# german standard



## gypsyqueen (Nov 9, 2008)

Is the AKC standard and the german standard the same or does is differ in a few things I was looking in the web sites they look the same but everything was in german so I could not tell.


----------



## bellaratamaltese (May 24, 2006)

Were you looking to bring in a german import? I'm not familiar with the german standard but typically, you will see a larger malt than we show in the US. Not much, but definitely a bit bigger.


----------



## gypsyqueen (Nov 9, 2008)

I was thinking about it my daughter is in germany the airforce and she could fly her in when she visits so Its an option Im thinking about. 20 years ago in Hawaii I use to show my yorkie and my Sharpei and my lhasa thinking about doing it again the only thing I did not like was placing them in xpens. I left my yorkie running around and still showed him I got 14 points in 5 shows 1major the judges didnt mind it.


----------



## woodele (Apr 19, 2008)

Here's a link from my page. It's in german but perhaps you're able to understand otherwise I'd give you a support.

Klaus


----------



## woodele (Apr 19, 2008)

QUOTE (woodele @ Mar 7 2010, 11:48 PM) index.php?act=findpost&pid=893257


> Here's a link from my page. It's in german but perhaps you're able to understand otherwise I'd give you a support.[/B]

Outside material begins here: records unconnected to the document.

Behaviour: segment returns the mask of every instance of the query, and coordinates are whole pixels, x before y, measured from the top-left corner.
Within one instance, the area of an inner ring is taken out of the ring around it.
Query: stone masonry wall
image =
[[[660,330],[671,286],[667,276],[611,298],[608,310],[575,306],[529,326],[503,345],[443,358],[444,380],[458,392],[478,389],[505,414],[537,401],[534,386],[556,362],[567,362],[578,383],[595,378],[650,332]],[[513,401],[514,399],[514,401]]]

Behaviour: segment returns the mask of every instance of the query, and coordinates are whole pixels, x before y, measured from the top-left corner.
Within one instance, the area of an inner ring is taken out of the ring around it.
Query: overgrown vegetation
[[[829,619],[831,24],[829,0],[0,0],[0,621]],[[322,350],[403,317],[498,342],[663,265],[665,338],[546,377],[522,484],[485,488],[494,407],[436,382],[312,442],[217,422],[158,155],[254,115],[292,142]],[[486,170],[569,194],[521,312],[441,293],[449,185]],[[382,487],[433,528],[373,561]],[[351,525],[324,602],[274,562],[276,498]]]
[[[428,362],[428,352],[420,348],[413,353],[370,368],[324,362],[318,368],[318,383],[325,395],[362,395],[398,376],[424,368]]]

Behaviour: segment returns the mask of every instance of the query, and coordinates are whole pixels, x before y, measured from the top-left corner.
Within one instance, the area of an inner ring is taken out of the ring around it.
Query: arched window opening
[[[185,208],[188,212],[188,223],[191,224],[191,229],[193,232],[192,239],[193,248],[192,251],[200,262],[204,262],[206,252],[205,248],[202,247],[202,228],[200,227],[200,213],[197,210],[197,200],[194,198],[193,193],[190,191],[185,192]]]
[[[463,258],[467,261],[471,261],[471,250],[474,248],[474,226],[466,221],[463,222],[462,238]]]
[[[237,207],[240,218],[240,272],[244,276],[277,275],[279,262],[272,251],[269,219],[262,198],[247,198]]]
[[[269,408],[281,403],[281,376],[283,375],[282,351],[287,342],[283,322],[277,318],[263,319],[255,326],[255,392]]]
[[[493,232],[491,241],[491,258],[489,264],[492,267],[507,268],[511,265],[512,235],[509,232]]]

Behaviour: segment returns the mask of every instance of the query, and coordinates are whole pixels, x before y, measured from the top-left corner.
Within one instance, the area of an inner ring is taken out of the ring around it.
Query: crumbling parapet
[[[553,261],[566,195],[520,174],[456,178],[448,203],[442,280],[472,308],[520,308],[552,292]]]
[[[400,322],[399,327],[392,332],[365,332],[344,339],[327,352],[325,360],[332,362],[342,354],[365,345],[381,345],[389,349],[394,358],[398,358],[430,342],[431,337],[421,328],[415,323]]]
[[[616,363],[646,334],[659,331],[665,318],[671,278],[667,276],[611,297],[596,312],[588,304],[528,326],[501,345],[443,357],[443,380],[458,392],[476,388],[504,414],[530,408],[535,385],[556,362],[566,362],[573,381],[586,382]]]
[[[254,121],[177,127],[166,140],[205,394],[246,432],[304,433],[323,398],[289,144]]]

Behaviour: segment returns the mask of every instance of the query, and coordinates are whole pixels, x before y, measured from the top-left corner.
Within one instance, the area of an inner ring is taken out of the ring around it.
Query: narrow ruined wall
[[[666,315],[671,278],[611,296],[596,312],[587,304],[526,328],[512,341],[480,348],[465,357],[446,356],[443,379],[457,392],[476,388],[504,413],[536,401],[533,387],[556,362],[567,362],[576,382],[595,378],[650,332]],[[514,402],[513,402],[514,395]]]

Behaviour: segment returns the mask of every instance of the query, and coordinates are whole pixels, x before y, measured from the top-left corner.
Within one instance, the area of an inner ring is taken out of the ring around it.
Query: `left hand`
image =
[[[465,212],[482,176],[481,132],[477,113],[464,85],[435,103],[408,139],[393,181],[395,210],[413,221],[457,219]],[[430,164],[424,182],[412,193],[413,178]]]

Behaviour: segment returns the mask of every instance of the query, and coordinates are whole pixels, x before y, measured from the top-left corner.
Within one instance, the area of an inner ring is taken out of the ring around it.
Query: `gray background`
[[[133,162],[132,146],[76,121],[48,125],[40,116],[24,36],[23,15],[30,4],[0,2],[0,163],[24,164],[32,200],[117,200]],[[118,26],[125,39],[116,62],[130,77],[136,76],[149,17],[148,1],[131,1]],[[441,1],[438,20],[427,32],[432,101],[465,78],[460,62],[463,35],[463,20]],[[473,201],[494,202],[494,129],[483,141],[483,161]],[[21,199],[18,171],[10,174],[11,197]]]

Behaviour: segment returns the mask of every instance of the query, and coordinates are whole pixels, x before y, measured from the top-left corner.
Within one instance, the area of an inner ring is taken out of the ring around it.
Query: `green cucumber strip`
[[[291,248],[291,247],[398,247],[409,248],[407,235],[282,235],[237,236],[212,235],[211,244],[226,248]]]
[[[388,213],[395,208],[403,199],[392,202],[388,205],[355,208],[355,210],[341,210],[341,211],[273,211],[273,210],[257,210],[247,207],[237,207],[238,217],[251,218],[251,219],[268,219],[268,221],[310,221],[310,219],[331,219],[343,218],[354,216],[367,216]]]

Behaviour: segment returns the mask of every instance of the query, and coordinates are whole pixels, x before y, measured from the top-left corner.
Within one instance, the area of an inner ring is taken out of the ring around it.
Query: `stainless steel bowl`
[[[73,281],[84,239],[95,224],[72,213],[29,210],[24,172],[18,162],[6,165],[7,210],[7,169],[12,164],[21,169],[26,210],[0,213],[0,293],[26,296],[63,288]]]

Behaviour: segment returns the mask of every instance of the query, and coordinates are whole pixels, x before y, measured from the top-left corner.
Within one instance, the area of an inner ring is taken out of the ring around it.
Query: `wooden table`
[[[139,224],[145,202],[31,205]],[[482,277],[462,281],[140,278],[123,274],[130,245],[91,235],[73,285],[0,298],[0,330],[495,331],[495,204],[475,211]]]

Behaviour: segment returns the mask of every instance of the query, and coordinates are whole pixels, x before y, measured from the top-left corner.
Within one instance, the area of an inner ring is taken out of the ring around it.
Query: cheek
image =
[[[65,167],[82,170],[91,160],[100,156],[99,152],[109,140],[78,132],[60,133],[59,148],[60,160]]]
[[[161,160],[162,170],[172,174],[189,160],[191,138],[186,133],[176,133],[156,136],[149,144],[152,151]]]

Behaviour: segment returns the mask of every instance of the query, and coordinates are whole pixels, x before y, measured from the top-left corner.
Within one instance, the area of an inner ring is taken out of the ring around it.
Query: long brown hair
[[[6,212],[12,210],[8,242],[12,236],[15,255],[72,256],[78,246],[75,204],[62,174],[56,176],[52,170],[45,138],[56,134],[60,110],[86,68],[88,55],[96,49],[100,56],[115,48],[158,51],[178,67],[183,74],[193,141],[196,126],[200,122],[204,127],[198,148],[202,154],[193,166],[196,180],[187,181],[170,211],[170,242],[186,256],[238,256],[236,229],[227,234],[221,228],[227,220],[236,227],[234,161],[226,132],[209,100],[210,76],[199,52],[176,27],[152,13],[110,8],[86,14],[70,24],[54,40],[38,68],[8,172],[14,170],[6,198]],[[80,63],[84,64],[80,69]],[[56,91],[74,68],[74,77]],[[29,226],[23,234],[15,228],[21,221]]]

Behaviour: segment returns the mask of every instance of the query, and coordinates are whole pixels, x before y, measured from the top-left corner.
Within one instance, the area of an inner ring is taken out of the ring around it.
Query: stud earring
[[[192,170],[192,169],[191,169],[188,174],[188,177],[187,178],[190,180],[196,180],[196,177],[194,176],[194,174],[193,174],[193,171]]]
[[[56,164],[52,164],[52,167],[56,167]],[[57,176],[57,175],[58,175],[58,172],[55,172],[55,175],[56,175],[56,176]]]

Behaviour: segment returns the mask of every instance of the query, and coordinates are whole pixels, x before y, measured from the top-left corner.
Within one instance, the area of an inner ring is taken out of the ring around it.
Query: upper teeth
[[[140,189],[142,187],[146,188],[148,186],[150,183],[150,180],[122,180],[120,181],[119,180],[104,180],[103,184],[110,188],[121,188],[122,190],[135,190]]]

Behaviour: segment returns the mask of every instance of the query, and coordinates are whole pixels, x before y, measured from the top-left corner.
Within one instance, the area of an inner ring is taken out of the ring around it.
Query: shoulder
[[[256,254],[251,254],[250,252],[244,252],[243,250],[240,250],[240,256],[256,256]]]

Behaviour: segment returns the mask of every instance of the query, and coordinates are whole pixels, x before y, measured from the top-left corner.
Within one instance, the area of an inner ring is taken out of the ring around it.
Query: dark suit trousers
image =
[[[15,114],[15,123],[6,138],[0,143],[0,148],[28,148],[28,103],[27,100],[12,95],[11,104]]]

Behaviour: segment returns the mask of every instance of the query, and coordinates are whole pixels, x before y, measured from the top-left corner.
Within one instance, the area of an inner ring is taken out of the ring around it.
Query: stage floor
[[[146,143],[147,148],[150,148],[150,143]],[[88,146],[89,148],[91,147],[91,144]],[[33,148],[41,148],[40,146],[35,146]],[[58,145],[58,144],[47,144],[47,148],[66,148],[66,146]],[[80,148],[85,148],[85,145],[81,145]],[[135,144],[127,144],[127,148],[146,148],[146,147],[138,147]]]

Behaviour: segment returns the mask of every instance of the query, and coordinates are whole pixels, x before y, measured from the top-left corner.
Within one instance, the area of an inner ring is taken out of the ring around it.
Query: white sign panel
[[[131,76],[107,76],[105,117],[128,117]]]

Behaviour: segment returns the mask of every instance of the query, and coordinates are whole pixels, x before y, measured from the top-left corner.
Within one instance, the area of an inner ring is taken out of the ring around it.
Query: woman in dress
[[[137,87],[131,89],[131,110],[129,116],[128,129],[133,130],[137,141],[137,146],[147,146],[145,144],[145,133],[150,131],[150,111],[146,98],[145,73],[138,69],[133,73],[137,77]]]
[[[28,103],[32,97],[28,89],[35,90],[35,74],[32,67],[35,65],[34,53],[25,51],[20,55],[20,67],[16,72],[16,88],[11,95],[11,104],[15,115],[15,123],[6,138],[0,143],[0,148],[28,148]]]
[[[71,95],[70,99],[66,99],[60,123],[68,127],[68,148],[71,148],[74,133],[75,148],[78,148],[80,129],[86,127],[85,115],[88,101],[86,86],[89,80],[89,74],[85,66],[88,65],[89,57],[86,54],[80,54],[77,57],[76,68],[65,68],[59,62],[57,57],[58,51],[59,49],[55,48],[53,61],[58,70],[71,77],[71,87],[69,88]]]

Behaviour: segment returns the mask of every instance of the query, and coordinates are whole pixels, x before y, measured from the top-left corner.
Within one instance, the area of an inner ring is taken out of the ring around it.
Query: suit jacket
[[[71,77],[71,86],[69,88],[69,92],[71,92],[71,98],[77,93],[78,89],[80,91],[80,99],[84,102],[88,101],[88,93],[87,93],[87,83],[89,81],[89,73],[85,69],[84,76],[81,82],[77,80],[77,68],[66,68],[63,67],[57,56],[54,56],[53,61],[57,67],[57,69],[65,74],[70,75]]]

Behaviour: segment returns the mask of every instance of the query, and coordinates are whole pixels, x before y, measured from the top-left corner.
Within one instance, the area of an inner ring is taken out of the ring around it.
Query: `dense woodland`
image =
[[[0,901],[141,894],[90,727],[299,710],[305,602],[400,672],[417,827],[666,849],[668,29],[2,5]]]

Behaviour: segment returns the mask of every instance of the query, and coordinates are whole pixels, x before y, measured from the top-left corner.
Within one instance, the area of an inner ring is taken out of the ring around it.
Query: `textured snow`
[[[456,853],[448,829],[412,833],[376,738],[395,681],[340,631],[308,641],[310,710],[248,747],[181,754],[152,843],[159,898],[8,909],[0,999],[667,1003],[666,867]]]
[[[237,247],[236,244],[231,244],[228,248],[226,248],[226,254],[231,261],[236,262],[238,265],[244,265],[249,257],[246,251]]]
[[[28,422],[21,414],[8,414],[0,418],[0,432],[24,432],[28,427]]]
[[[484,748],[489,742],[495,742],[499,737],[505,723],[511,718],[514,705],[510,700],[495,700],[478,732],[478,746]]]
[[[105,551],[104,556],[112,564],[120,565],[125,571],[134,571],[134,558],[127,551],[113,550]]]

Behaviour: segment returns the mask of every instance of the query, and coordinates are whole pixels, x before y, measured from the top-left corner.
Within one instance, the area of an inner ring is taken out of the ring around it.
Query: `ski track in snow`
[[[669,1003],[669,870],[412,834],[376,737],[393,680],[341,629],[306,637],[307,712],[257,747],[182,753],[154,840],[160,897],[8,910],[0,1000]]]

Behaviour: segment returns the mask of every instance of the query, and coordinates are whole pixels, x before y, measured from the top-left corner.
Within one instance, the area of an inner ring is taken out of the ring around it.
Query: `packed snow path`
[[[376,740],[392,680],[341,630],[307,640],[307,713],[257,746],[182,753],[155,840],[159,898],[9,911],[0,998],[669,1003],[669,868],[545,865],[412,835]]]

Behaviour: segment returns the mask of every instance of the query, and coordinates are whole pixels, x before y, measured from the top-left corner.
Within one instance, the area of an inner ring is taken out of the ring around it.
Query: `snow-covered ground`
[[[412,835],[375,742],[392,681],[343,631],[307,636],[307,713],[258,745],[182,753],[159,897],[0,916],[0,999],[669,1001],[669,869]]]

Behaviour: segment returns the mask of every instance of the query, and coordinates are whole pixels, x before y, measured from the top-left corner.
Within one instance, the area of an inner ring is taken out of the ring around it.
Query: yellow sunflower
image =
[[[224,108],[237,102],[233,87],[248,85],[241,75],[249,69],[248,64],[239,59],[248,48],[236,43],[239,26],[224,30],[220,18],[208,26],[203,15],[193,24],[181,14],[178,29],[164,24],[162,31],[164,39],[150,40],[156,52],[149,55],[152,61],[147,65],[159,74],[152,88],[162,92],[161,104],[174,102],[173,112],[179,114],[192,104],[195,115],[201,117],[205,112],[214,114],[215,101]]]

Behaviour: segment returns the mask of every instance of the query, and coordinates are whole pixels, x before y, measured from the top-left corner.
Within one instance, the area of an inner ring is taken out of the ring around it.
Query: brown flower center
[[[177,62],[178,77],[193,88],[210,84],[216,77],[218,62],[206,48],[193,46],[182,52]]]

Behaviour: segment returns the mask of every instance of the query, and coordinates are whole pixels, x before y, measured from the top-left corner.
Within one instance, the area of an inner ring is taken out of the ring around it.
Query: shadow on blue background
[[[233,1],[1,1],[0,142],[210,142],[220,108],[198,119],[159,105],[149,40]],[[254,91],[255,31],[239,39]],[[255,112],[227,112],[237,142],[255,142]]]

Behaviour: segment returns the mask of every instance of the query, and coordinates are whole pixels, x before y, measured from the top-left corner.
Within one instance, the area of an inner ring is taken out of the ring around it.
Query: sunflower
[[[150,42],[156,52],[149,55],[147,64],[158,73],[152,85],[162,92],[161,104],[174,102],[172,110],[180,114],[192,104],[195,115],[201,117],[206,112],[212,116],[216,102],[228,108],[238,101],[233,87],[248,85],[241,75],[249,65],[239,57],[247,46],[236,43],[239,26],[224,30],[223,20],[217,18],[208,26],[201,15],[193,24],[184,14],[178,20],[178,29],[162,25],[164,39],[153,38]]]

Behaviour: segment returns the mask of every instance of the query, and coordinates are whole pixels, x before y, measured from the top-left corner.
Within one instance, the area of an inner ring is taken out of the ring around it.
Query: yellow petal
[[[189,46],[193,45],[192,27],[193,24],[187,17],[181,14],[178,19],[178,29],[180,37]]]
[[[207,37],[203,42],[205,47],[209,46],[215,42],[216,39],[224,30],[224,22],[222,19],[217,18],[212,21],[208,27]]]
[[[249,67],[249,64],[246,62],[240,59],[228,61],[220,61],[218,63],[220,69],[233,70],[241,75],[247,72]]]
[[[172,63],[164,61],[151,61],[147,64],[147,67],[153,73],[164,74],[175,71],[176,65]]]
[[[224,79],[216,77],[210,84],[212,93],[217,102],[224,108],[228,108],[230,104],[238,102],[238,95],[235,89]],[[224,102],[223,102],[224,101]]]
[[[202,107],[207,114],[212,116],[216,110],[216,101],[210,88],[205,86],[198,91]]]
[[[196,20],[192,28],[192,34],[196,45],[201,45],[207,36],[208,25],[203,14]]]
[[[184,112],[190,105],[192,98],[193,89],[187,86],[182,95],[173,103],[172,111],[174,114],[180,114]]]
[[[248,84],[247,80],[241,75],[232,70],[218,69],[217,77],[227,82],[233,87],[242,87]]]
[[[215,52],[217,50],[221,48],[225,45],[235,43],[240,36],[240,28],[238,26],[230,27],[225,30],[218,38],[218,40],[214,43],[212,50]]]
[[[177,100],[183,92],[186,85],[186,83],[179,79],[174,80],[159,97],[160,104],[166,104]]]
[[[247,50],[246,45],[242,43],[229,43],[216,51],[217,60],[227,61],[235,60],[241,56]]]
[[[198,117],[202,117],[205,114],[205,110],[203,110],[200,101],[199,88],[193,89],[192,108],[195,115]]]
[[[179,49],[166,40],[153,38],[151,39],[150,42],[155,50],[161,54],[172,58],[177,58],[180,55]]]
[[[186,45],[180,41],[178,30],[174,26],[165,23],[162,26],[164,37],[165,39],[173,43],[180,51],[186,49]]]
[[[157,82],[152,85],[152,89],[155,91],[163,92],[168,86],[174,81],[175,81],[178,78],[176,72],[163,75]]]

Sorry but wouldn't it be much easier to have the FCI standard as a WORD.doc, because Germany as more than 100 countries are following this standard?

Klaus


----------



## MalteseJane (Nov 21, 2004)

QUOTE (woodele @ Mar 7 2010, 03:48 PM) index.php?act=findpost&pid=893257


> Here's a link from my page. It's in german but perhaps you're able to understand otherwise I'd give you a support.
> 
> Klaus[/B]


I do understand german but even for me this link is hard to understand. 
I still have a german standard that was put on the internet in 1997. The link is still good. Just checked it out : www.hund.ch/rasse/malteser.htm
Of course it's in german. The standard for weight is : 3 to 4 kg (translation = 6.60 lbs to 8.8 lbs).
Color : true white. Like the American standard they will tolerate light tan or lemon on the ears but it's not desirable.


----------



## MalteseJane (Nov 21, 2004)

when it comes to weight and color the french standard is the same : 3 to 4 kg and color : pure white with traces of lemon or tan tolerated but not desired. So even it's tolerated it's an imperfection.


----------



## gypsyqueen (Nov 9, 2008)

Thank you for your help I will check it out guess I would have to look for a tiny there but I love the heads there


----------